The Treasury Department auctioned off inflation-protected securities at a negative yield Thursday, reflecting strong demand for U.S. debt and investors' belief that inflation will rise in the coming years.
The government sold $13 billion of 10-year Treasury Inflation-Protected Securities, or TIPS, priced to yield -0.089 percent. It was the second time TIPS have sold with a negative yield.
Long-dated Treasurys ended the day nearly unchanged, after trading at higher prices for most of the day. Treasury prices rose early as worrisome signals from overseas raised fears that a global slowdown will hurt higher-risk investments.
Stocks, oil and metals prices all fell Thursday after a Chinese manufacturing index suggested that factory activity there is slowing. China has given the global economy crucial momentum since the financial crisis of 2008.
A separate survey measuring Europe's factory and service sectors also indicated contraction. As they sold higher-risk investments, traders moved money into Treasurys.
By late afternoon, the yield had bounced back. The yield on the 10-year Treasury note was 2.29 percent at 4:15 p.m. Eastern, unchanged from late Wednesday. It had fallen as low as 2.25 percent earlier Thursday. Its price rose 12.5 cents for every $100 invested.

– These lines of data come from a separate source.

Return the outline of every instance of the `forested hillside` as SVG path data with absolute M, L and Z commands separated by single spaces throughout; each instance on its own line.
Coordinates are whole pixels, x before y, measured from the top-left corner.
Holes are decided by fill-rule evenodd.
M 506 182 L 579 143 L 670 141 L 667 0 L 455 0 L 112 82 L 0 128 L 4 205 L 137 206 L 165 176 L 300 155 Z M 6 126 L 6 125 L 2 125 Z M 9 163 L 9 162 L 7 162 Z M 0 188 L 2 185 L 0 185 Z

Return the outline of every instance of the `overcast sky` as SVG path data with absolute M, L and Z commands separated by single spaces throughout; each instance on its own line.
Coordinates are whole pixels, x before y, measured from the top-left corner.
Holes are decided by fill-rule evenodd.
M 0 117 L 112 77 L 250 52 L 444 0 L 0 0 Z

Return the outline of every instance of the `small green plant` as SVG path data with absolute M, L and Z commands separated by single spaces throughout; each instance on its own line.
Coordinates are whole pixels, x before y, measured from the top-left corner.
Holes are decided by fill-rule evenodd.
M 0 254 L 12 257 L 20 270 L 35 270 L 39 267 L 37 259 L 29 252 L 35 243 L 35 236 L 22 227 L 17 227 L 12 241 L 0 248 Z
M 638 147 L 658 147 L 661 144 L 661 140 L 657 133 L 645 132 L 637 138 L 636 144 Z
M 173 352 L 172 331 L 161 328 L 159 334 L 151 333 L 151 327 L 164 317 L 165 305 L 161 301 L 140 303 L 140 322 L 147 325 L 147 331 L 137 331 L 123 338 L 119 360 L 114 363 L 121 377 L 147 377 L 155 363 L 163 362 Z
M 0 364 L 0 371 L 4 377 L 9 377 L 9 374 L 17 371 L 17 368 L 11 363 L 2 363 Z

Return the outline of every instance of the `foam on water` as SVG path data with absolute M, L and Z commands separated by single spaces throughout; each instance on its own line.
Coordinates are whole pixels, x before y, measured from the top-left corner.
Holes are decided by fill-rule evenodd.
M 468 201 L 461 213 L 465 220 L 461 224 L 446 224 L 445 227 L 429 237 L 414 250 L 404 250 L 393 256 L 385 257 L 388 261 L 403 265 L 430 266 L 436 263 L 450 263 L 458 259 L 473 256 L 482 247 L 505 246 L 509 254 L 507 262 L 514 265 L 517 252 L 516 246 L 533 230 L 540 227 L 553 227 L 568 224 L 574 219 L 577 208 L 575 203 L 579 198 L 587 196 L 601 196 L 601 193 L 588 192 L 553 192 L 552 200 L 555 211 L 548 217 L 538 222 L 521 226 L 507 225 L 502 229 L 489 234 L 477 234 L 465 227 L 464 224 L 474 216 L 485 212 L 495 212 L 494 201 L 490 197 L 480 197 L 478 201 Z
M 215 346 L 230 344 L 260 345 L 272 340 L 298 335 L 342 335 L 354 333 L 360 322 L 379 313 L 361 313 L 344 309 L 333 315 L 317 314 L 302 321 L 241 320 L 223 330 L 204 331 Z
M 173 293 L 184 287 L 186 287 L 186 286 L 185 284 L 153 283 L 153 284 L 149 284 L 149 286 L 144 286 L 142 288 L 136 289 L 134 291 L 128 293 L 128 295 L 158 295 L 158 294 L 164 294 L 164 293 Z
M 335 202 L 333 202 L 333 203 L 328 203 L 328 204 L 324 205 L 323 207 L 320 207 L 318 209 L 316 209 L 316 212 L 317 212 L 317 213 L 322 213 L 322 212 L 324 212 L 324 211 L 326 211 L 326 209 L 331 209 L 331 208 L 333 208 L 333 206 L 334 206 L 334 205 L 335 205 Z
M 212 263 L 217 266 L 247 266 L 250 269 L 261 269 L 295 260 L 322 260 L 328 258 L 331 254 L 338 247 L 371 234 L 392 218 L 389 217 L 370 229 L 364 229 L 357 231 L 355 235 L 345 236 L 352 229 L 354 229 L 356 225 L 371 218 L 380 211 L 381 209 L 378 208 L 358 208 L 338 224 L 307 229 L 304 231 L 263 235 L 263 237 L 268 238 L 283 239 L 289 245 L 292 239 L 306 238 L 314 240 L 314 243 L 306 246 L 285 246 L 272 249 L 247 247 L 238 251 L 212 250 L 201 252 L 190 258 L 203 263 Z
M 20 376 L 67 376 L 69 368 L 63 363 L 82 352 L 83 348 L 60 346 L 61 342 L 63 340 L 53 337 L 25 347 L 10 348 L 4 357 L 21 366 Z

The price of the 30-year Treasury bond rose 31.25 cents, pushing its yield down to 3.37 percent from 3.38 percent late Wednesday.
The yield on the two-year Treasury note rose to 0.38 percent from 0.36 percent late Wednesday.
The yield on the three-month T-bill was unchanged at 0.08 percent.
The yield on the 10-year Treasury note had risen briefly Thursday morning after the government said that new claims for unemployment benefits fell last week to a four-year low.